# Little Geryi



## Grosse Gurke (Jan 3, 2003)

These little dudes are bad as hell and eat like like pigs.
Snapped this pic of one taken a feeder!


----------



## SERRAPYGO (Feb 4, 2003)

Great shot! (you and him)


----------



## Guest (May 22, 2003)

nice!!


----------



## RhomZilla (Feb 12, 2003)

Nice Jeff!!!


----------



## thePACK (Jan 3, 2003)

sweet pic...if you have a chance can you take a full shot of your tank like to check it out..


----------



## GARGOYLE (Feb 12, 2003)

yes full tank shot please. Nice pic


----------



## InSinUAsian (Jan 3, 2003)

GG - How many do you have in the tank? How big are they? And how big is the tank?
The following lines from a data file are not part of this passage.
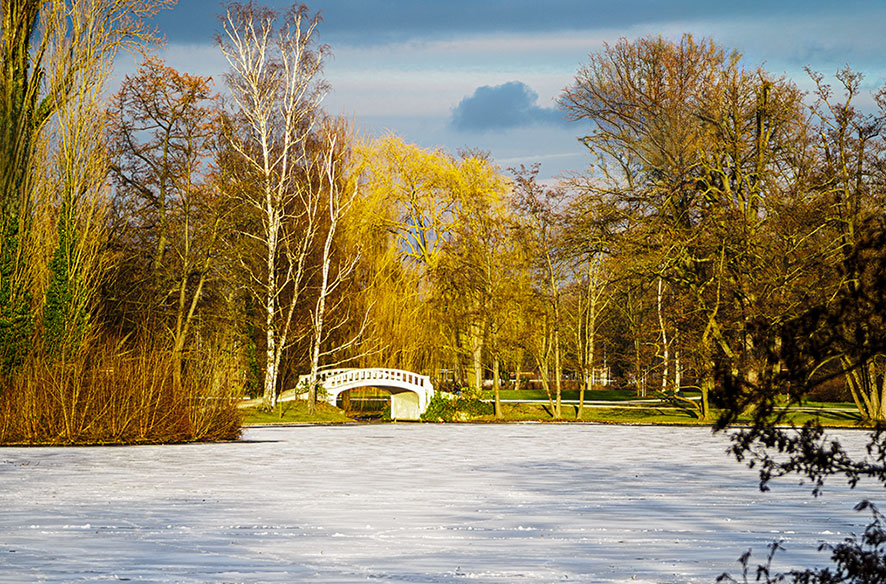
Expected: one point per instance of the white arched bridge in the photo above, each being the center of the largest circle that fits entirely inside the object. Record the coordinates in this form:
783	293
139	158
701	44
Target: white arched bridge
410	392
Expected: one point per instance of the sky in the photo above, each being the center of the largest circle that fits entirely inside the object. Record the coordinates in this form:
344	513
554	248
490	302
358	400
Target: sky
485	74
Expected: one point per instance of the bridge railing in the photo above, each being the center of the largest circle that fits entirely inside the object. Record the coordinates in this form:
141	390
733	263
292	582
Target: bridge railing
376	374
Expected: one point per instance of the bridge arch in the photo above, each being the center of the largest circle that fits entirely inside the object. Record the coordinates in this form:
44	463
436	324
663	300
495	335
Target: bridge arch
410	392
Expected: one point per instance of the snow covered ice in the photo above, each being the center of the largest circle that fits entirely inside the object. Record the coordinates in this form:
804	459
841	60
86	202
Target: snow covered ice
408	503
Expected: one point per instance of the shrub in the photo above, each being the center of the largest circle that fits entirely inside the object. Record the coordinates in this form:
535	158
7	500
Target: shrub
108	396
446	409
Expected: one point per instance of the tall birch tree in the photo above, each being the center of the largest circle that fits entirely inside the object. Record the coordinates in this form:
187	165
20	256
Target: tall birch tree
274	83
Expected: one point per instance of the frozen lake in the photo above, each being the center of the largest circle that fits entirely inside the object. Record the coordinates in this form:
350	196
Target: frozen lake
407	503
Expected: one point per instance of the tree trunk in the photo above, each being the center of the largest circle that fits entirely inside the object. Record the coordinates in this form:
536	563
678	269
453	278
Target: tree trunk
496	386
665	349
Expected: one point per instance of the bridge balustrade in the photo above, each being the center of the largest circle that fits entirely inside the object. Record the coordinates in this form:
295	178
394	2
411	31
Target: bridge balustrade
402	384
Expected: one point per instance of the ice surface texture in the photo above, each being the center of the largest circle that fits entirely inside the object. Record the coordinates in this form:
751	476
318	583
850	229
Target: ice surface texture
407	503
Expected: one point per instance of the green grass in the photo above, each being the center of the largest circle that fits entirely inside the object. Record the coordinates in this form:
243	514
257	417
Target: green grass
539	394
294	412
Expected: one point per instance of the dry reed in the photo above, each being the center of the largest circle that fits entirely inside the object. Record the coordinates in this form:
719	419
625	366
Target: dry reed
114	397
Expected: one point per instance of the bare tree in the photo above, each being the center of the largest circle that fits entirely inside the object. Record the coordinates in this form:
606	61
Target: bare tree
338	184
274	83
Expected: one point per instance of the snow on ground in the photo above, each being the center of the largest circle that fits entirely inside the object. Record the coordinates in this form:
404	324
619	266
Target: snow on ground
407	503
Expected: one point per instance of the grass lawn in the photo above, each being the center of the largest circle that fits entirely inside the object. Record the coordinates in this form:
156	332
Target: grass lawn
539	394
294	412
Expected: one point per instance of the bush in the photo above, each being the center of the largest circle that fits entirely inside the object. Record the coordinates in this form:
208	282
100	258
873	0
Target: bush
107	396
446	409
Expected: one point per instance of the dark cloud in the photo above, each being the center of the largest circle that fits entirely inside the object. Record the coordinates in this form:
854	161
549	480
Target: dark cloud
510	105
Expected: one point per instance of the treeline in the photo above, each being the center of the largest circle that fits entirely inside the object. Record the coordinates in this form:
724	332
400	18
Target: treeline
168	249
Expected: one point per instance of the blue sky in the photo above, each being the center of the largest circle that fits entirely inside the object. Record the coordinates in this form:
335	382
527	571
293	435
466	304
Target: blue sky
485	73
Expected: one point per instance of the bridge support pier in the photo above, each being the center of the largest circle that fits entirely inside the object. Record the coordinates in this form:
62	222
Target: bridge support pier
405	405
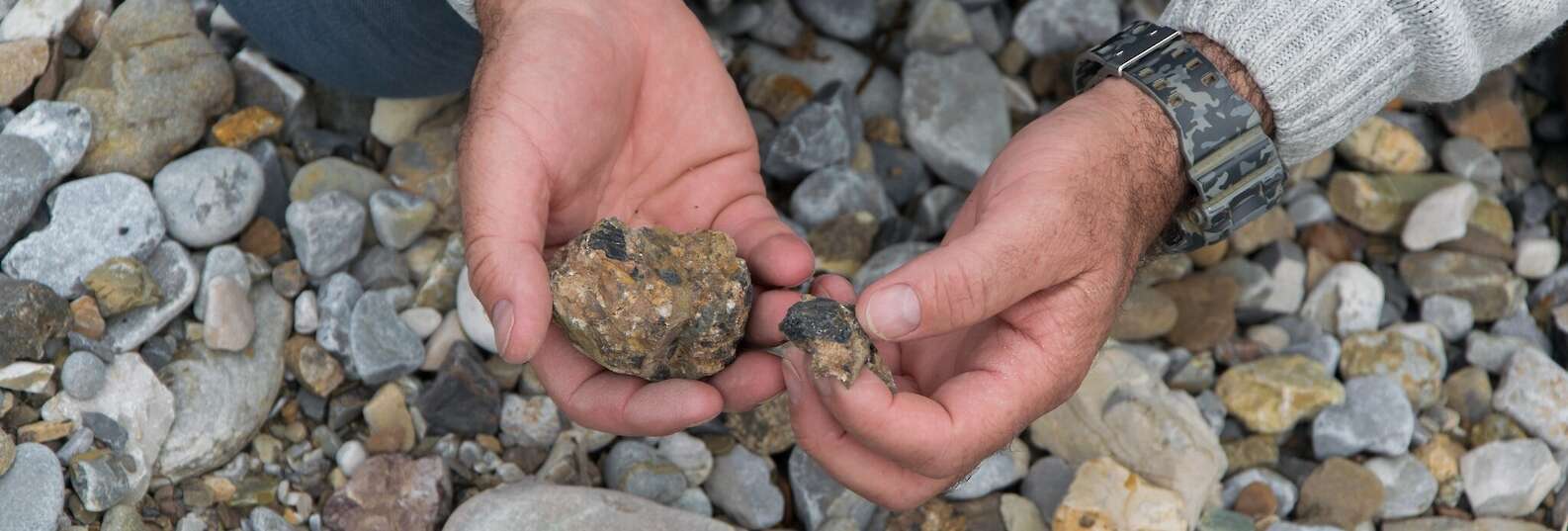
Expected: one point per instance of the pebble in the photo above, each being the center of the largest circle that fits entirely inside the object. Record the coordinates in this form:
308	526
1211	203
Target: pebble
1509	478
83	375
91	220
741	487
326	230
1372	418
1409	485
954	113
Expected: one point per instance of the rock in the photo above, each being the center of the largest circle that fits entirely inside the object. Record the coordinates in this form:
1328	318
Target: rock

(Sorry I have a bad memory)

~Dj


----------



## Grosse Gurke (Jan 3, 2003)

Here is a tank shot from a few weeks ago. I have one 8" geryi, two 5" geryi, and one 4" spilo. They are all in a 72 gallon bowfront. They have been living together for 3 weeks and doing ok, but the spilo has a few fin nips.


----------



## o snap its eric (Feb 19, 2003)

that looks sweet. i wish i had a bigger tank to do that


----------



## RhomZilla (Feb 12, 2003)

Sweet Jeff!! Kinda nice seeing other than the original Pygos shoaling together..


----------



## Mr. Hannibal (Feb 21, 2003)

Nice!


----------



## Judazzz (Jan 13, 2003)

Great timing, Jeff: sweet pic








My lil' bastards take down feeders way too fast to take pics of it...


----------



## SERRAPYGO (Feb 4, 2003)

You think that pic is amazing? Wait until I get a shot of mine doing a lawn mower impression on the new Amazon swords I just put in there.







Grrrr!


----------



## Ron (Mar 27, 2003)

Glad to see they are doing well.

I have 30 more where those came from, gonna enlarge your group?


----------



## Grosse Gurke (Jan 3, 2003)

Actually I am Ron, I will let you know when I get a larger set up!


----------



## HOLLYWOOD (Feb 6, 2003)

Jeff,

Nice to see that even with the diff in size they seem to be getting along. Thats an awesome setup!

Arnold


----------



## GIR (May 17, 2003)

Sweet shot!!!


----------



## Genin (Feb 4, 2003)

That was expert timing on that pic. I really like how the spilo and geryi look shoaling.

Joe


----------



## Grosse Gurke (Jan 3, 2003)

Thanks guys, I am really happy with this shoal.


----------